Op haar schrijfkamer aan de Alkmaarse Bierkade overdacht de bekende schrijfster A.L.G. Toussaint alles wat zij las, hoorde 5 en zag in deze dagen van nationaal rouwbetoon. Zij reageerde zoals zij in het voorafgaande revolutiejaar 1848 had gedaan: met de pen.

'De gebeurtenissen in Frankrijk' - had zij toen aan mevrouw Groen van Prinsterer geschreven - 'schokten mij zoo dat ze mij werkeüjk buiten alle lust en kracht lieten voor mijn gewoone werk dat mij te flaauw en te onbeduidend scheen,

ik was zoo vervuld door alles wat ik hoorde en voelde dat ik het uitstorten moest.' 6 Voor het eerst in haar twaalfjarige schrijverswerkzaamheid had zij het vertrouwde terrein van historie en fictie verlaten en zich onmiddellijk op de actualiteit gericht.
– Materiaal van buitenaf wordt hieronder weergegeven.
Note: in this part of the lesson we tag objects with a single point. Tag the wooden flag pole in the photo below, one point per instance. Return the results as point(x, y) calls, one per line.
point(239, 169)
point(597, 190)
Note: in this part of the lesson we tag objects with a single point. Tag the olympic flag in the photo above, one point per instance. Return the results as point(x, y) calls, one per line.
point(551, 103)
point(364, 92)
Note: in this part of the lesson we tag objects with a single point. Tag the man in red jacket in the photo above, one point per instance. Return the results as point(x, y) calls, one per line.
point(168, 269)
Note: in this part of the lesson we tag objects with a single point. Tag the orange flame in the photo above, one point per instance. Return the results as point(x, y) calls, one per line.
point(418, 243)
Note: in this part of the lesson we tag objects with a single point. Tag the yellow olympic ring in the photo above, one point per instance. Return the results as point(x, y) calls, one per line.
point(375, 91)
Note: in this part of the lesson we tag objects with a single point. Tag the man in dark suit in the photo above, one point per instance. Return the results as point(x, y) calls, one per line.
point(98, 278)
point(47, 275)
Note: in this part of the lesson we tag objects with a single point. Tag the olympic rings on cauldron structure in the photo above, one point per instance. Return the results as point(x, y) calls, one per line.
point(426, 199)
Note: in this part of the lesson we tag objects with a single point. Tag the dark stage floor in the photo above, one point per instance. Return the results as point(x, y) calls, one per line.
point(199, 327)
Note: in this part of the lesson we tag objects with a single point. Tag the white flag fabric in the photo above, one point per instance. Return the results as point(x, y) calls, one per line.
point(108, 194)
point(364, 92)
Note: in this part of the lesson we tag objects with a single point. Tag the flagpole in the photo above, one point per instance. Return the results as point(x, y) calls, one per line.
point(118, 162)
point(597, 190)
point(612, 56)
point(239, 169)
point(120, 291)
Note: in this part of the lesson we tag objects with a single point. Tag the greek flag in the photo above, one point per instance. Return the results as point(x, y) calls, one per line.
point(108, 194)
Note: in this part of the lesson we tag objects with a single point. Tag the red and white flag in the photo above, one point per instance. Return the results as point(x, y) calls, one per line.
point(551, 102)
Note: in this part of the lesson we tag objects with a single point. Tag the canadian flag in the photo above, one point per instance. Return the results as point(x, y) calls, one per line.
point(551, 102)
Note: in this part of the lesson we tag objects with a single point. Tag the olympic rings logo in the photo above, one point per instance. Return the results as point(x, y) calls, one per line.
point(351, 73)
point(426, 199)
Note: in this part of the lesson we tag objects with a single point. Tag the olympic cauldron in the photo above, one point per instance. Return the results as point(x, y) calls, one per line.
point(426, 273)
Het resultaat bestond uit drie tijdsgeschriften: twee artikelen en een brochure. Vrijheid - Gelijkheid - Broederschap, over de bedriegelijke leuze van de Franse Revolutie, verscheen in 'De Tijd' van 15 maart en Een doorluchte val, over Louis-Philippe, in 'De Gids' van april 1848. Het derde geschrift Fantasien in December 1848 7 was ook voor 'De Tijd' bestemd geweest, toen bij de herdenking van het tweede eeuwfeest van de Vrede van Munster op het Haagse Plein het standbeeld van Willem de Zwijger onthuld zou worden (5 juni 1848). Toussaint onttrok zich aan deze halve belofte uit tegenzin jegens Boudewijn (J.L. van der Vliet), de redacteur van 'De Tijd', maar ook omdat zij de verantwoordelijkheid van Koning en volk bij de uitvoering van de nieuwe grondwet in haar beschouwingen wilde betrekken. 8

8

Toen Fantasien in December 1848 als brochure bij de Haarlemse uitgever Bohn verscheen, had Willem II nog maar enkele maanden te leven. Op de dag van zijn uitvaart kreeg Toussaint van haar uitgever A.C. Kruseman een uitnodiging voor het samenstellen van een gedenkschrift ter gelegenheid van de Inhuldiging van de nieuwe Koning. Zij antwoordde: 'Zonderling dien dag dat ik Uw brief kreeg, fantaseerde ik op 't akelig contrast van 's Konings luidruchtige begrafenisfestijn en des Heeren Vierdag die ternaauwernood gevierd wordt. Ik wierp de uitstorting van 't volle gevoel zelfs op 't papier, maar vond geen tijd het tijdig te arrangeren, als tegentoon tusschen al die vleijende roemtoonen.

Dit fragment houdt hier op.